His tenure as the union education minister was marred with irregularities, including leakage of the scripts for 2024 and 2026 NEET (UG) exams. The government conducted a re-examination involving over 2.2 million students after the 2026 leakage. The irregularities led to suicides of at least 12 students, and has served as a catalyst to the 2026 Jantar Mantar protests in Delhi calling for Pradhan's resignation. The protests turned violent, with clashes occurring between protestors and law enforcement officials, followed by negotiations between government and protestors and resignation of Pradhan.

== Early life and education ==
Pradhan was born on 26 June 1969 in Talcher, Odisha, to Debendra Pradhan, who served as Minister of State in the Vajpayee ministry (1998–2004), and Basanta Manjari Pradhan. His family hails from the Chasa community. He became active in student politics through the Akhil Bharatiya Vidyarthi Parishad (ABVP) in 1983 while at Talcher College, serving as president and later secretary of the student union. He earned a postgraduate degree in Anthropology from Utkal University in Bhubaneswar.

== Political career ==

=== Early political career ===
Pradhan was elected to the Odisha Legislative Assembly from Pallahara in 2000. He entered the Lok Sabha in 2004 representing Deogarh until the constituency was abolished in 2009. He also served as National President of the Bharatiya Janata Yuva Morcha (BJYM) from 2004 to 2006, and held various party positions including National Secretary and All India General Secretary of the Bharatiya Janata Party (BJP).

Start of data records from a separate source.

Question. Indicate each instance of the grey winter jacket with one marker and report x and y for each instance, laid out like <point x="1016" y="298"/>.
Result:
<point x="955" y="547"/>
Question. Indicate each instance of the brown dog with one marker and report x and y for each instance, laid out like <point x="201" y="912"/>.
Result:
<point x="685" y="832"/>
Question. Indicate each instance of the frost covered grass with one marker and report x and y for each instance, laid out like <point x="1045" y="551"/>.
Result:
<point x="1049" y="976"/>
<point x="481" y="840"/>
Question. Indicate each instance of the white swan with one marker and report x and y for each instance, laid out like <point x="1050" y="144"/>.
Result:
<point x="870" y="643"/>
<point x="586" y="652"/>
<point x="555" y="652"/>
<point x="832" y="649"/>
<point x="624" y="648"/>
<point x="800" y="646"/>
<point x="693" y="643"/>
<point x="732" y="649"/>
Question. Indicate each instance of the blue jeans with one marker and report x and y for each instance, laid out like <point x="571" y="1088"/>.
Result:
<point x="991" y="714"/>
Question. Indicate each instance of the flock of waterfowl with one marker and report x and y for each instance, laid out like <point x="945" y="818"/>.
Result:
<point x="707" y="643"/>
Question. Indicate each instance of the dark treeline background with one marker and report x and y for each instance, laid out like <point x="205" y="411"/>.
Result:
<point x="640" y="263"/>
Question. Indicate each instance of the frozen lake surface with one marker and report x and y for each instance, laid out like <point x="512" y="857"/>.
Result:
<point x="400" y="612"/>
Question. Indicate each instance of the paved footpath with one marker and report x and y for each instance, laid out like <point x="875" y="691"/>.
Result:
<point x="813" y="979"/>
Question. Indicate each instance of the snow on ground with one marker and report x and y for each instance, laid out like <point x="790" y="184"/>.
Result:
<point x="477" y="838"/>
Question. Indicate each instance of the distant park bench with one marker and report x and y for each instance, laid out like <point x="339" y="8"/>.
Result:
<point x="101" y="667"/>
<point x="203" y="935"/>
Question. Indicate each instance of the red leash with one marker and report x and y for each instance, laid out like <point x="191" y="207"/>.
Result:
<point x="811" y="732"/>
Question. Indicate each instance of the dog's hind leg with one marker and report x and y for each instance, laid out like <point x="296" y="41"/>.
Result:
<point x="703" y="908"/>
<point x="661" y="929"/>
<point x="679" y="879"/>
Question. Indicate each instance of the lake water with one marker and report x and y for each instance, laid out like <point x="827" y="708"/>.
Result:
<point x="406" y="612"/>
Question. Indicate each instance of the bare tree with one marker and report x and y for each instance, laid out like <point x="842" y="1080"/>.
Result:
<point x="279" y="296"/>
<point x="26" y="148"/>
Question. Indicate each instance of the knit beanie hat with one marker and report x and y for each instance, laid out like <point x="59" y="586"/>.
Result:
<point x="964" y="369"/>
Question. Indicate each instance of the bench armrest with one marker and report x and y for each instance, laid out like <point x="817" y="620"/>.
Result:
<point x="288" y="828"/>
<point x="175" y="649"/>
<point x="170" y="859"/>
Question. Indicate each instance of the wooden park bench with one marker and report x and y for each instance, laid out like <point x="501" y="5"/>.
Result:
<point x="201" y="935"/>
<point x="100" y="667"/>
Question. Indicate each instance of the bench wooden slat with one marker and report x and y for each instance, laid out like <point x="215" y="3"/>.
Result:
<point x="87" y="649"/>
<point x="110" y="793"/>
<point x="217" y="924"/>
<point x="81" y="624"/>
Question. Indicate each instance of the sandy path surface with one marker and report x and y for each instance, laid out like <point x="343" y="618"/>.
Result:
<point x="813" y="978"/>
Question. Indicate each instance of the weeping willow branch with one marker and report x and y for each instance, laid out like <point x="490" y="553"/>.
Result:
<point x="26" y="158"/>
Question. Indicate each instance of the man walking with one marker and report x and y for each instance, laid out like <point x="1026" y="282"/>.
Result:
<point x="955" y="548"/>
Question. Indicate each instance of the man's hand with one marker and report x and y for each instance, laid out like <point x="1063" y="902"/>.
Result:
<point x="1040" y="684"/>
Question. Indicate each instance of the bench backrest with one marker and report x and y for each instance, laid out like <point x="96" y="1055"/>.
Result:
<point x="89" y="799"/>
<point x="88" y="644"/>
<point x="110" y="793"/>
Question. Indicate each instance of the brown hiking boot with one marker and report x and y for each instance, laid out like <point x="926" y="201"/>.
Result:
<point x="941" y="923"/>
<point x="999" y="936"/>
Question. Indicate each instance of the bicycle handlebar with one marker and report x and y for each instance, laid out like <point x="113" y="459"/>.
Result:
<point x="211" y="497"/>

=== Ministerial tenures ===

==== Petroleum and Natural Gas (2014–2021) ====
Appointed as Minister of State (Independent Charge) for Petroleum and Natural Gas in 2014, Pradhan was elevated to Cabinet rank in 2017. During his tenure, he oversaw initiatives such as the Pradhan Mantri Ujjwala Yojana, which aimed to expand LPG access in rural India. The ministry also implemented the Hydrocarbon Exploration and Licensing Policy, the PAHAL subsidy reform, and campaigns encouraging voluntary subsidy relinquishment. Investments exceeding USD 60 billion were made to expand city gas distribution networks. He also laid the foundation of Urja Ganga Gas Pipeline network, provisioning free LPG connections and plugging cooking gas subsidy diversions.

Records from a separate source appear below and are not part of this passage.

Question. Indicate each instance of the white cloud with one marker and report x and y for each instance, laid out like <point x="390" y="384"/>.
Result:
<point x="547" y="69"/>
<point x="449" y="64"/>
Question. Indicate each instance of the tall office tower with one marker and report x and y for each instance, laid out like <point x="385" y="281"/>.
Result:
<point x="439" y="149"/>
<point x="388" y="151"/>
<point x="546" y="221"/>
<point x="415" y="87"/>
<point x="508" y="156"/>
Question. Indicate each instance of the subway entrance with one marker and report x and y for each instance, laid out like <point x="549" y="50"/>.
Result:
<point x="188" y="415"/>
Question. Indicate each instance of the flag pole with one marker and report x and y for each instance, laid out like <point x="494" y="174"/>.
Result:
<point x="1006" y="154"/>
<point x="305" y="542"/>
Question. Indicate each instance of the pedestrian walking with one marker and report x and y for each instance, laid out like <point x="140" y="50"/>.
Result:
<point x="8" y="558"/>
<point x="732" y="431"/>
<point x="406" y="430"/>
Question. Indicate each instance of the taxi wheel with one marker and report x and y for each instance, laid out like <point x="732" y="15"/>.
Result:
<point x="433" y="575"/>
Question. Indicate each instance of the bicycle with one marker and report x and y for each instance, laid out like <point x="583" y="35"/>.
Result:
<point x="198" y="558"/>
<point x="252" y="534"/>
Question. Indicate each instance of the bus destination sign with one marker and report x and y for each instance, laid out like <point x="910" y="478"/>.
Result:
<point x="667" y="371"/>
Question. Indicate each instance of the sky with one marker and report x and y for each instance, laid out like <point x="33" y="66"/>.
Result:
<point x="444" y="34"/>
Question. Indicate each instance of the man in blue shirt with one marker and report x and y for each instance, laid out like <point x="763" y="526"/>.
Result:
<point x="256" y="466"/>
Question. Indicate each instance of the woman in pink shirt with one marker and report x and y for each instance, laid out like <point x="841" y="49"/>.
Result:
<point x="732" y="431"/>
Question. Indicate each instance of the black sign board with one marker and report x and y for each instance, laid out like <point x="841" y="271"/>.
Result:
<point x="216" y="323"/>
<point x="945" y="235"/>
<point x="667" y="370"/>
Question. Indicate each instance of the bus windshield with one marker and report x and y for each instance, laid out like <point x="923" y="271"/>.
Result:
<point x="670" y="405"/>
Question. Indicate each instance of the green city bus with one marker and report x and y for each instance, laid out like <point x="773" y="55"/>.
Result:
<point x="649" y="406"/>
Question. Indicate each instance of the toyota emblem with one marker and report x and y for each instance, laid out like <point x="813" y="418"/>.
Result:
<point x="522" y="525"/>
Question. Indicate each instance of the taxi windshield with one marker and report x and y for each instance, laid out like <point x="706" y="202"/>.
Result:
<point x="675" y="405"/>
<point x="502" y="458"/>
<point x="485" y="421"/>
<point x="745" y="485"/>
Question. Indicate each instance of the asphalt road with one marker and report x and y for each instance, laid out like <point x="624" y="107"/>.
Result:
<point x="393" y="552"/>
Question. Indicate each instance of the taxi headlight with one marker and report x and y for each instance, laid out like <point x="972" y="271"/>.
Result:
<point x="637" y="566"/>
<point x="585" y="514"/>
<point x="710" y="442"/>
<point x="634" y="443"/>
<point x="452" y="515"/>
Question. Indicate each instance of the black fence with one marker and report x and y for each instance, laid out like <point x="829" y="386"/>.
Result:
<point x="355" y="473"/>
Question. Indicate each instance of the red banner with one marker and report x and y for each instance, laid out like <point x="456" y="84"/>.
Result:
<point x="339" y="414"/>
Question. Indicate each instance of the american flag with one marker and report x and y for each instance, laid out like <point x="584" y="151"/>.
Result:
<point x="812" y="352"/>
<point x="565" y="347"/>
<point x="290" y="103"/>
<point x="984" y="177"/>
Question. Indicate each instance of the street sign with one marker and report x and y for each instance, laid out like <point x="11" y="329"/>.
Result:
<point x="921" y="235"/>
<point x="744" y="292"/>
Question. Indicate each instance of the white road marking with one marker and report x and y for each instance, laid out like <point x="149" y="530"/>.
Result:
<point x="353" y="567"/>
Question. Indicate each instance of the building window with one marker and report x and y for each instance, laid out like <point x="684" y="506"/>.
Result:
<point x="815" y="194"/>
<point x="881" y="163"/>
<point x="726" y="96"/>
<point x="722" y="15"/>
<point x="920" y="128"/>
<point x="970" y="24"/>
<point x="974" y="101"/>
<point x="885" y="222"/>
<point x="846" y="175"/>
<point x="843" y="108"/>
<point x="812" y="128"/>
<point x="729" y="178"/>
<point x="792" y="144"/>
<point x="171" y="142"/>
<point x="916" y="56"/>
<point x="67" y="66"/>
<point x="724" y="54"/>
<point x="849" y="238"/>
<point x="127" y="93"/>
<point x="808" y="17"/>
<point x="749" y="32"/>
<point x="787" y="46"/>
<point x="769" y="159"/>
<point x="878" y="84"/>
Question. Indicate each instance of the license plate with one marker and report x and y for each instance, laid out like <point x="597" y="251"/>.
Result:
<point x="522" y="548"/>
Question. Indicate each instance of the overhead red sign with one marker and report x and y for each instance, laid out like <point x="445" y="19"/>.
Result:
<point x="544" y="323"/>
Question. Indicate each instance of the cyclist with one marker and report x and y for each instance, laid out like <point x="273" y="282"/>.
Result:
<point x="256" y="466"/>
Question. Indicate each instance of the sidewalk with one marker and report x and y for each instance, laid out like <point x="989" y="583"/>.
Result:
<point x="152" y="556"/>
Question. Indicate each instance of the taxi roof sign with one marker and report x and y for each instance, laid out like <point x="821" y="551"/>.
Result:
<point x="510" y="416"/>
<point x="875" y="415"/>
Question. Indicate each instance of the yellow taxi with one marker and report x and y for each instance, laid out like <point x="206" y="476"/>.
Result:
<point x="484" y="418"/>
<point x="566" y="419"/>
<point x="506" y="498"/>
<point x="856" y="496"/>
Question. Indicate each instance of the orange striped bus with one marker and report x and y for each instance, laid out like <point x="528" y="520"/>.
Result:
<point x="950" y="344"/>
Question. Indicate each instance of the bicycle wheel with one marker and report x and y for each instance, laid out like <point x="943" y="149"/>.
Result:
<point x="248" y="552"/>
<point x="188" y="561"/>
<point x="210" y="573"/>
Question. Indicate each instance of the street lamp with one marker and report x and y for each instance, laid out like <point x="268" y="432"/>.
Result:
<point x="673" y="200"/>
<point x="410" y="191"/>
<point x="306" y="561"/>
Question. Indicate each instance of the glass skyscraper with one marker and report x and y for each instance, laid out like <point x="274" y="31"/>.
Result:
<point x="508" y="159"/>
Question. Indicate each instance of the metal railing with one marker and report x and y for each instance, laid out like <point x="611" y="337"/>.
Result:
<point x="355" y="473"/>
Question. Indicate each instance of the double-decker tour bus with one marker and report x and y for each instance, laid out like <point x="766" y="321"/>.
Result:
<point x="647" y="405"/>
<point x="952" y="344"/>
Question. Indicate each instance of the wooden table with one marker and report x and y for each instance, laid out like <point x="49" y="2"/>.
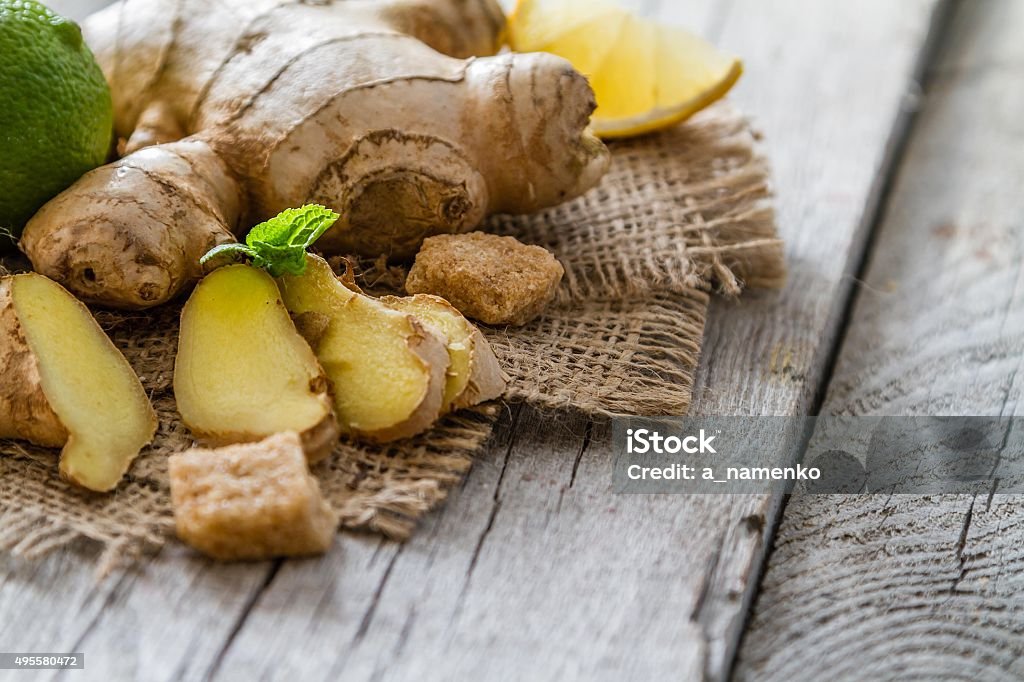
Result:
<point x="897" y="138"/>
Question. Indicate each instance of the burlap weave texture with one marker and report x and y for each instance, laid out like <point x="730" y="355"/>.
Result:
<point x="681" y="214"/>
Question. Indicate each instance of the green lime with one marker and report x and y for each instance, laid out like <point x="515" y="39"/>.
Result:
<point x="56" y="117"/>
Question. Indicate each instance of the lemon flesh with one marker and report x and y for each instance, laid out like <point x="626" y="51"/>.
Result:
<point x="646" y="76"/>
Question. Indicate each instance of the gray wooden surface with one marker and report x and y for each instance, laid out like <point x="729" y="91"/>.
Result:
<point x="879" y="587"/>
<point x="535" y="570"/>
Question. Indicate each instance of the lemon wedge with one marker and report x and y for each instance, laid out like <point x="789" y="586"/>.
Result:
<point x="646" y="76"/>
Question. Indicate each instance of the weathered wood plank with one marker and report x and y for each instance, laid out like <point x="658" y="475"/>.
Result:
<point x="907" y="587"/>
<point x="535" y="570"/>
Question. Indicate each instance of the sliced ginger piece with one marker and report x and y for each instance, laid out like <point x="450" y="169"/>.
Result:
<point x="387" y="369"/>
<point x="253" y="501"/>
<point x="64" y="383"/>
<point x="473" y="375"/>
<point x="243" y="372"/>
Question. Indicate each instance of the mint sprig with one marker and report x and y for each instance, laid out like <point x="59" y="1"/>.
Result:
<point x="280" y="245"/>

==== Steel (2019–2021) ====
As Minister of Steel, Pradhan launched initiatives including Ispati Irada and Mission Purvodaya to increase production capacity, strengthen the secondary steel sector, and promote job creation and regional industrial growth.

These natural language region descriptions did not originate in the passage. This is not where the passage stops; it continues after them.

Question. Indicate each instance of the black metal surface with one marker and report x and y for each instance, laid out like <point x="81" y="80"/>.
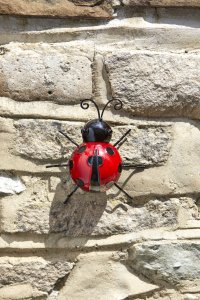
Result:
<point x="69" y="196"/>
<point x="132" y="166"/>
<point x="123" y="136"/>
<point x="117" y="106"/>
<point x="122" y="190"/>
<point x="86" y="105"/>
<point x="96" y="131"/>
<point x="121" y="143"/>
<point x="70" y="139"/>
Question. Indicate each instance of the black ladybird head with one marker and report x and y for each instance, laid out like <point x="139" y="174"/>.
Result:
<point x="98" y="130"/>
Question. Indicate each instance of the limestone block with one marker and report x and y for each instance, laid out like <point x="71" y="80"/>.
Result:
<point x="40" y="210"/>
<point x="156" y="84"/>
<point x="20" y="292"/>
<point x="180" y="175"/>
<point x="60" y="8"/>
<point x="105" y="277"/>
<point x="56" y="72"/>
<point x="41" y="274"/>
<point x="167" y="262"/>
<point x="10" y="184"/>
<point x="162" y="3"/>
<point x="28" y="144"/>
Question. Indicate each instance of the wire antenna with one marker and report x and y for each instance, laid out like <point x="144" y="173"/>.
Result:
<point x="85" y="105"/>
<point x="117" y="106"/>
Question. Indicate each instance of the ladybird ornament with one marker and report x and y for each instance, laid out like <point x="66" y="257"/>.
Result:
<point x="96" y="165"/>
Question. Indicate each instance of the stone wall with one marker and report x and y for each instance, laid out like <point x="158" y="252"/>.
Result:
<point x="100" y="246"/>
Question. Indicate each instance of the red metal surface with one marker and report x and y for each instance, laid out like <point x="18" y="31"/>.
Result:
<point x="109" y="170"/>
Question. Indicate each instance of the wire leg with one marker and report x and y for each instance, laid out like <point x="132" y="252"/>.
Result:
<point x="57" y="165"/>
<point x="122" y="190"/>
<point x="132" y="166"/>
<point x="123" y="136"/>
<point x="70" y="139"/>
<point x="121" y="143"/>
<point x="69" y="196"/>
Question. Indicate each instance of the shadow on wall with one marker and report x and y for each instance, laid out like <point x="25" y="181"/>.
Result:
<point x="80" y="215"/>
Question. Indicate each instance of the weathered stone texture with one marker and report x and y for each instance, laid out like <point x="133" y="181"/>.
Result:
<point x="59" y="8"/>
<point x="103" y="275"/>
<point x="171" y="263"/>
<point x="37" y="142"/>
<point x="10" y="184"/>
<point x="156" y="84"/>
<point x="58" y="73"/>
<point x="40" y="209"/>
<point x="41" y="274"/>
<point x="162" y="3"/>
<point x="40" y="140"/>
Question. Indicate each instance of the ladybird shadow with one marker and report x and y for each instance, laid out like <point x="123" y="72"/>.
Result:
<point x="80" y="215"/>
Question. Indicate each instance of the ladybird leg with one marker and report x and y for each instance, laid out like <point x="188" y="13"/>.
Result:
<point x="70" y="139"/>
<point x="123" y="136"/>
<point x="122" y="190"/>
<point x="69" y="196"/>
<point x="57" y="165"/>
<point x="121" y="143"/>
<point x="126" y="166"/>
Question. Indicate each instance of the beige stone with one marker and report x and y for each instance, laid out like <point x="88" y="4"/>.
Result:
<point x="103" y="275"/>
<point x="16" y="292"/>
<point x="59" y="8"/>
<point x="165" y="262"/>
<point x="162" y="3"/>
<point x="21" y="292"/>
<point x="40" y="209"/>
<point x="59" y="73"/>
<point x="41" y="274"/>
<point x="32" y="143"/>
<point x="156" y="84"/>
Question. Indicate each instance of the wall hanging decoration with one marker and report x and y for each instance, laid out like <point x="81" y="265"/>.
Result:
<point x="96" y="165"/>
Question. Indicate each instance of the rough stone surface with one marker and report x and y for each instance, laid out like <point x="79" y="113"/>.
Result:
<point x="37" y="142"/>
<point x="162" y="3"/>
<point x="19" y="292"/>
<point x="40" y="209"/>
<point x="171" y="263"/>
<point x="121" y="248"/>
<point x="10" y="184"/>
<point x="147" y="145"/>
<point x="40" y="140"/>
<point x="155" y="84"/>
<point x="57" y="73"/>
<point x="41" y="274"/>
<point x="105" y="277"/>
<point x="60" y="8"/>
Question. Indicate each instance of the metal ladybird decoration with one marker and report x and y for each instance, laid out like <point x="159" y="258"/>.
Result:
<point x="96" y="165"/>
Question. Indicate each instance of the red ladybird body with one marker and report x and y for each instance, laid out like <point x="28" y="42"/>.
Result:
<point x="95" y="166"/>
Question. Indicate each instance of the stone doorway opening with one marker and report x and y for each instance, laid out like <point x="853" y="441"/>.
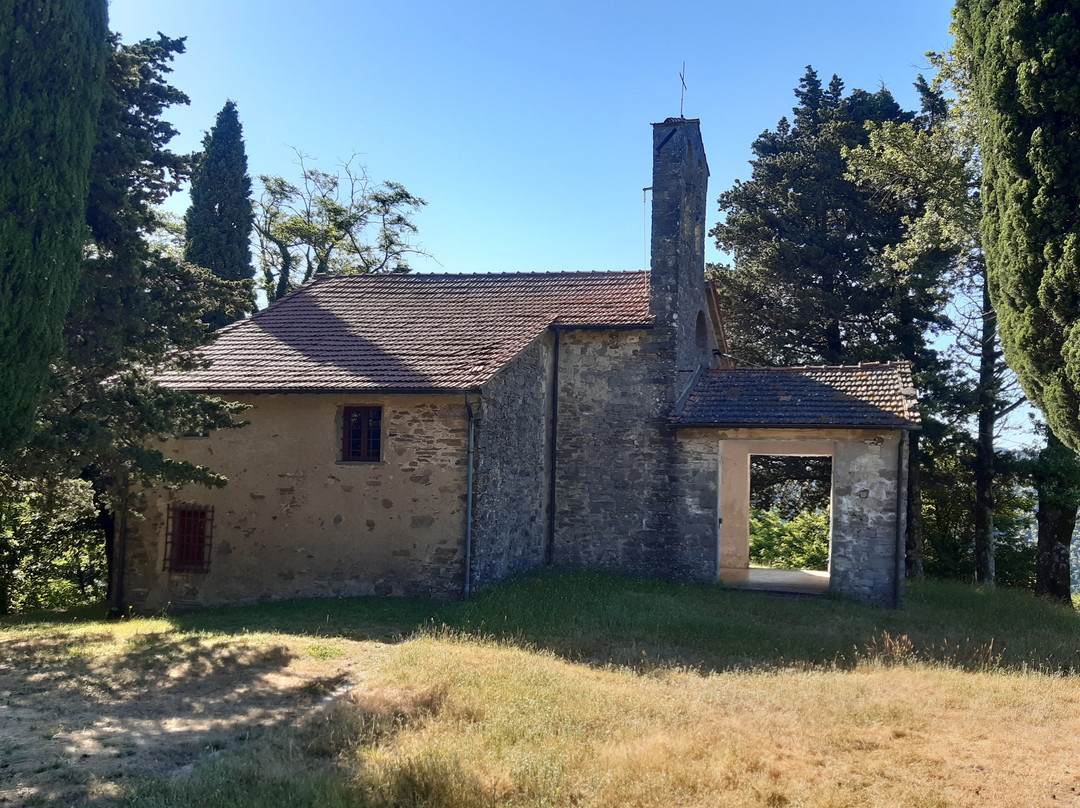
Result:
<point x="775" y="532"/>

==== Skill Development and Entrepreneurship (2017–2024) ====
Pradhan implemented programs aimed at reskilling and upskilling the workforce, expanding ITI infrastructure by over 40% and increasing enrollment by 28% until 2019. The National Council for Vocational Education and Training (NCVET) and the Skill Saathi platform were established to standardize training and support trainees.

==== Education (2021–2026) ====
Pradhan assumed office as Minister of Education in July 2021. He oversaw reforms to the National Testing Agency (NTA) and the implementation of policies aimed at improving entrance examinations, including commissioning a committee led by former ISRO chief Koppillil Radhakrishnan. In 2024, the ministry faced scrutiny following the 2024 NEET controversy. The Supreme Court of India found no evidence of large-scale malpractice, though isolated incidents led to over 100 arrests. On 24 June 2024, he took oath as a Lok Sabha Member from Sambalpur amid the 2024 NEET controversy.

===NEET paper leak (2026)===

In 2026, NEET-UG again became the subject of controversy after the National Testing Agency (NTA) cancelled the 3 May examination amid paper-leak allegations and scheduled a re-examination for 21 June 2026. On 6 June 2026, supporters of the Cockroach Janta Party, a satirical youth-led political movement, held a protest at Jantar Mantar in New Delhi and demanded Pradhan's resignation over examination leaks and marking-related concerns. On 25 July 2026, Pradhan resigned his position as Education Minister.

== Personal life ==
Pradhan is married to Mridula Pradhan since 1998 and has two children. He resides in New Delhi.